Last week I shared stories from women dating widowers who had to figure out how to make a relationship when minor children (his, hers, both) were involved.  This week we’ll hear from widowers from two widowers who both had minor children living at home when they started dating again. The first is a widowed blogger. The second will go by the name “Jack.”

Again, when it comes to commenting on these posts from others, keep in mind that each family and child is different. What works for one family/child may not work for yours. The purpose here is to share ideas—not tear down what’s working for someone else. Feel free to share your own thoughts or ask questions of these widowers.

Enjoy.

***

From Split-Second Single Father

Here's how I have handled dating since becoming a widower. I am the father of a seven-year-old girl, who was five the first time I dated someone after her mother died. I am currently in my second relationship. Both times, I have handled things as follows:

I made sure to tell my daughter about the first date prior to the date itself. We sat down and discussed it (over ice cream) as something that was going to happen once and if things went well, maybe a second and third and fourth time. This approach has also helped when she jumps immediately to the "Aah! You're going to marry her!" phase, which it is clearly too soon to determine at this point. (Although I am quick to tell her that it COULD be a possibility someday or I wouldn't be dating her in the first place!)

So far the relationships I've been in have lasted past the first date, so I make sure to keep the lines of communication open. I want to make sure that my daughter knows her opinions/feelings are important to me, while at the same time knowing that she will not be the ultimate decision-maker in the relationship. I believe that having this kind of communication will help if/when there comes a point when I do decide to marry again. (Ironically, I try to keep this kind of open communication with whomever I'm dating as well, which makes that relationship go a lot better also!)

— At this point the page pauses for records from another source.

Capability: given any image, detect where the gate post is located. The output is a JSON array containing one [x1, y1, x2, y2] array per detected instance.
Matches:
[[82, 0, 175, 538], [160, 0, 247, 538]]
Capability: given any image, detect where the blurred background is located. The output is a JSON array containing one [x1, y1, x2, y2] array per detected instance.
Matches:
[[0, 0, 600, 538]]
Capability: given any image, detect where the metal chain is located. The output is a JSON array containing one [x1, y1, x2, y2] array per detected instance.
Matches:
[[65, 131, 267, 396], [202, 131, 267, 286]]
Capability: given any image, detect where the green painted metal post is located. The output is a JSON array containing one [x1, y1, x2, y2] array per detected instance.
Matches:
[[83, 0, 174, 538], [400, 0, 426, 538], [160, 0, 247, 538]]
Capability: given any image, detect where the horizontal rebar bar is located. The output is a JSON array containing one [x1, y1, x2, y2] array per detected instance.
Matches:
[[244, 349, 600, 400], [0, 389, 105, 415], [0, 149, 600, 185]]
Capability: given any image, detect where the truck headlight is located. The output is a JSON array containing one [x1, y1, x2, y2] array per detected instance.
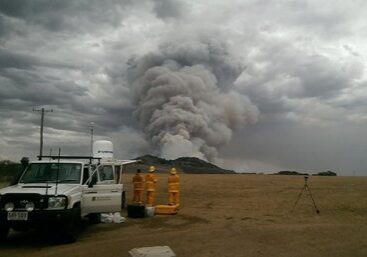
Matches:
[[4, 202, 14, 211], [48, 196, 67, 209]]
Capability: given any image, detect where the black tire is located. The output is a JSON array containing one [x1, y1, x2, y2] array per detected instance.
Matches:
[[0, 225, 10, 242], [60, 206, 81, 244], [121, 191, 126, 209], [88, 213, 101, 224]]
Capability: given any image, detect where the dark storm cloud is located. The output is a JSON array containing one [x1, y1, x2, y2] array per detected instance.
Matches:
[[0, 0, 132, 32], [0, 0, 367, 174], [153, 0, 187, 19]]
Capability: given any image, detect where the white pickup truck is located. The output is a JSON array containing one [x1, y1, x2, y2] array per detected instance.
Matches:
[[0, 157, 136, 242]]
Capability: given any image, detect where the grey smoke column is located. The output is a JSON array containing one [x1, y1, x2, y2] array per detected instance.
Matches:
[[129, 41, 258, 161]]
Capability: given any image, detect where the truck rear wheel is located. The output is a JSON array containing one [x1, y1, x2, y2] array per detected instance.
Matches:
[[0, 224, 9, 242], [88, 213, 101, 224]]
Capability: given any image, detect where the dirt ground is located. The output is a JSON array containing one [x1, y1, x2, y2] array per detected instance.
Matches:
[[0, 174, 367, 257]]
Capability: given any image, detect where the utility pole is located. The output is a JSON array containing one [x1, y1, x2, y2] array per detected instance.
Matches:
[[89, 121, 94, 157], [33, 108, 53, 160]]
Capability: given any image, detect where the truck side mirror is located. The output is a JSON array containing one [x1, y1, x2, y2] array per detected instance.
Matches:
[[88, 174, 98, 187]]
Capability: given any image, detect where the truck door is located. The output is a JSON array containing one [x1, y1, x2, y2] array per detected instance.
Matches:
[[82, 165, 123, 215]]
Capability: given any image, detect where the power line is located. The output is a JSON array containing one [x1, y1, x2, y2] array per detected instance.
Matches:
[[32, 108, 53, 160]]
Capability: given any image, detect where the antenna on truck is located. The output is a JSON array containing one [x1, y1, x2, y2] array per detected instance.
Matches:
[[55, 148, 61, 196]]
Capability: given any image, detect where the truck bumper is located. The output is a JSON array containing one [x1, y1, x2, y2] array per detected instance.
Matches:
[[0, 209, 74, 228]]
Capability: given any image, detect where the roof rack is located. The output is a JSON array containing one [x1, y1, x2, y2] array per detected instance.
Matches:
[[37, 155, 102, 163]]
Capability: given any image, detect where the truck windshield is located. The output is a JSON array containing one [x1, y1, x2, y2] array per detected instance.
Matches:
[[19, 163, 82, 184]]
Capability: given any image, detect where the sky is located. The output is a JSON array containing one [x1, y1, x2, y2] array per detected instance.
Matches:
[[0, 0, 367, 176]]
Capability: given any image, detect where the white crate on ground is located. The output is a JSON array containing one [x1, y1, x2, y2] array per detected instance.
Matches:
[[129, 246, 176, 257]]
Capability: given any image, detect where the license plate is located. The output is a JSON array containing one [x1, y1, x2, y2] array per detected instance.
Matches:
[[8, 211, 28, 220]]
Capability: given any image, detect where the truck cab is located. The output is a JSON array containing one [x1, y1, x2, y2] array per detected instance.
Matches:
[[0, 156, 136, 242]]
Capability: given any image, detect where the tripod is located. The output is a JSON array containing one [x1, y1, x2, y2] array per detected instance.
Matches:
[[292, 176, 320, 214]]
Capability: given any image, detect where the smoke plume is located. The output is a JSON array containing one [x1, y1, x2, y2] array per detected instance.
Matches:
[[129, 41, 258, 161]]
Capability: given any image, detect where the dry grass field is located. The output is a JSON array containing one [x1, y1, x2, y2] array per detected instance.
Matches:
[[0, 174, 367, 257]]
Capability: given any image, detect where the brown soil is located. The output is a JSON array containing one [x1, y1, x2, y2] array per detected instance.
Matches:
[[0, 174, 367, 257]]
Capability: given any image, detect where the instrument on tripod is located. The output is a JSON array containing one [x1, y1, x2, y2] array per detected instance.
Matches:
[[292, 176, 320, 214]]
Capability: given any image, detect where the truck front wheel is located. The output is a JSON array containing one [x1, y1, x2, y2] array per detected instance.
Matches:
[[0, 224, 9, 242]]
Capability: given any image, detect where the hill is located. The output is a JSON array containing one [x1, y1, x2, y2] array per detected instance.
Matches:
[[125, 155, 235, 174]]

I'm as firm a believer in protecting my daughter as I am enjoying those first few moments of getting to know someone new, so I don't involve my daughter in the relationship early on (but I do talk to each about the other, as appropriate). And even then, I ease her in. It's important to build the foundation for the relationship between the two of you, and that's hard to do with kids around. Plus, it protects the child/ren from getting hurt time and again if Dad has a string of disappointing relationships. The time-frame has been different for each relationship, but I'd say waiting at least a month is a good rule of thumb.

In saying that, it becomes clear that time spent with the new woman will be minimal at first. That's another thing the two of you (grown-ups, not the child/ren) need to discuss. The first woman I dated worked all the time and was also a single parent, so we only had one night a week we could go out.

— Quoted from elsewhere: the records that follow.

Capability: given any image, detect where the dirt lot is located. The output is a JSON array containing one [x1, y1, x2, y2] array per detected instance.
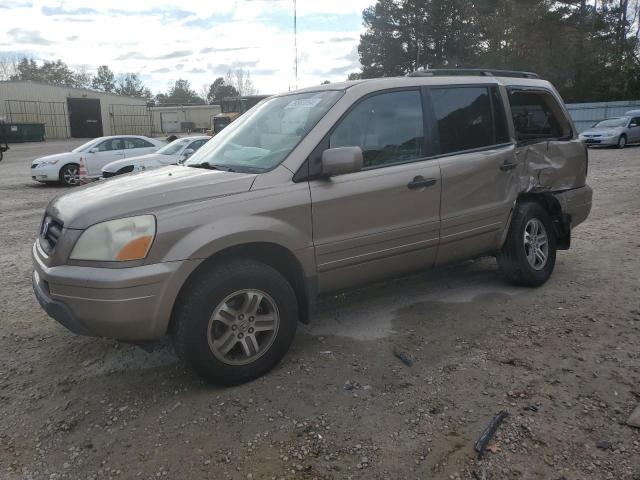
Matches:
[[0, 142, 640, 480]]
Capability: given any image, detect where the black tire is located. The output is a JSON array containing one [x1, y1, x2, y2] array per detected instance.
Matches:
[[171, 260, 298, 385], [497, 202, 556, 287], [60, 163, 80, 187]]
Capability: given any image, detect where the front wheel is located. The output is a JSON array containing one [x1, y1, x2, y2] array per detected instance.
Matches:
[[498, 202, 556, 287], [172, 260, 298, 385], [60, 163, 80, 187]]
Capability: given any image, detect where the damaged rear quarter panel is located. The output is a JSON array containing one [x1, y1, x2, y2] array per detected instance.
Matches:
[[520, 139, 587, 193]]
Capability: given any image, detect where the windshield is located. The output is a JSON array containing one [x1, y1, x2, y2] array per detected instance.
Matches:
[[185, 90, 342, 173], [71, 138, 104, 152], [594, 117, 629, 128], [156, 138, 192, 155]]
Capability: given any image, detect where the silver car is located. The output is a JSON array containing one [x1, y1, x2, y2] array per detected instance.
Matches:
[[102, 135, 211, 178], [580, 115, 640, 148]]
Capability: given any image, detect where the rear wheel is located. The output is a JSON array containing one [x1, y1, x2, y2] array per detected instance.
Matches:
[[60, 163, 80, 187], [498, 202, 556, 287], [172, 260, 298, 385]]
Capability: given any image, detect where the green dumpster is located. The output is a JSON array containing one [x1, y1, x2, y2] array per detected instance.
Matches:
[[4, 123, 44, 143]]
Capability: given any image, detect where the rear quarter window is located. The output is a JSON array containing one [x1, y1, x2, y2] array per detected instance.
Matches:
[[509, 90, 572, 142], [431, 86, 509, 154]]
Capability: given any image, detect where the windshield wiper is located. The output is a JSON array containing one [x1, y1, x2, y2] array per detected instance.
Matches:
[[188, 162, 235, 172]]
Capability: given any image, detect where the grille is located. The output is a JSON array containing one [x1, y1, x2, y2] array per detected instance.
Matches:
[[40, 215, 62, 255]]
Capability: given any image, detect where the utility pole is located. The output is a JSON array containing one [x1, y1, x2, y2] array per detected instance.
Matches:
[[293, 0, 298, 90]]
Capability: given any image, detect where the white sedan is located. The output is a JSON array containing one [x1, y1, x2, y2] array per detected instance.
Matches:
[[31, 135, 165, 187], [102, 135, 211, 178]]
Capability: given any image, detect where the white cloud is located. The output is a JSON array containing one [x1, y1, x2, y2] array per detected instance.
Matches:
[[0, 0, 374, 93]]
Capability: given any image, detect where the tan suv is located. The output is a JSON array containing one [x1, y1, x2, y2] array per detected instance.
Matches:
[[33, 71, 591, 384]]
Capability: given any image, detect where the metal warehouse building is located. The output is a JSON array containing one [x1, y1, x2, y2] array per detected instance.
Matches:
[[151, 105, 220, 134], [0, 81, 154, 138]]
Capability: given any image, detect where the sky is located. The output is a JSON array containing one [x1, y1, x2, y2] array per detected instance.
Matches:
[[0, 0, 375, 94]]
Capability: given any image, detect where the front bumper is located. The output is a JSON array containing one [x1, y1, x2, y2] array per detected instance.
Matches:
[[31, 165, 60, 182], [580, 135, 619, 146], [32, 241, 192, 342]]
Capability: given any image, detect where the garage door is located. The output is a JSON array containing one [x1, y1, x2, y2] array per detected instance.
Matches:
[[67, 98, 103, 138], [160, 112, 180, 133]]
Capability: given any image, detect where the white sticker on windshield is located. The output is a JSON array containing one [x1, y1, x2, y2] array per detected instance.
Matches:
[[284, 98, 322, 108]]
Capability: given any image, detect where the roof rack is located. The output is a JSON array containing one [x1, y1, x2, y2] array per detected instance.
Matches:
[[407, 68, 540, 78]]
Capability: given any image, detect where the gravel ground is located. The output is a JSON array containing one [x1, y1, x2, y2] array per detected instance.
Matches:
[[0, 142, 640, 480]]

The woman I am currently dating does neither of those things, but has been fully committed to taking things slowly. Which is why I make every effort to make the time we do spend together about her/us. After all, it IS a new relationship. There's no reason she should feel second-rate because I have a child. Supplementing those other days with phone calls, texts, and/or e-mails helps too. Just make sure not to spend so much time focusing on her that your child/ren feel replaced - especially at first. (For instance I usually call my girlfriend after my daughter is in bed for the night, which also makes for uninterrupted phone time!)

The rules regarding how my daughter treats the woman do not differ from how I would expect her to treat any other adult. She will show respect both to her and about her, even if she is expressing negative opinions (to me - which has happened and really can be done respectfully.)

One thing that has surprised me this time around is how quickly my daughter has started to bond with my girlfriend. It makes me glad that I waited long enough to establish that foundation in our relationship, but it's also a bit hard. I mean, she's been ALL MINE for over four years and now I have to SHARE her! (If things continue to go this well, I'm sure I can adjust). Just be aware that your widower might be experiencing that feeling for the first time as well.

***

From “Jack”

My first venture out into dating just seven months after LW's death quickly became not 'just dating'.  I found myself with one woman (the first one I dated after LW passing)  in a very romantic relationship. It was because we had known one another many years before.  But also, I think, it happened as it did because I was filling that void left by LW's death.   I was not out with a plant to use a woman to fill that void and I honestly think if I had not known this woman before earlier in my life, the relationship would not have fast-forwarded as it did.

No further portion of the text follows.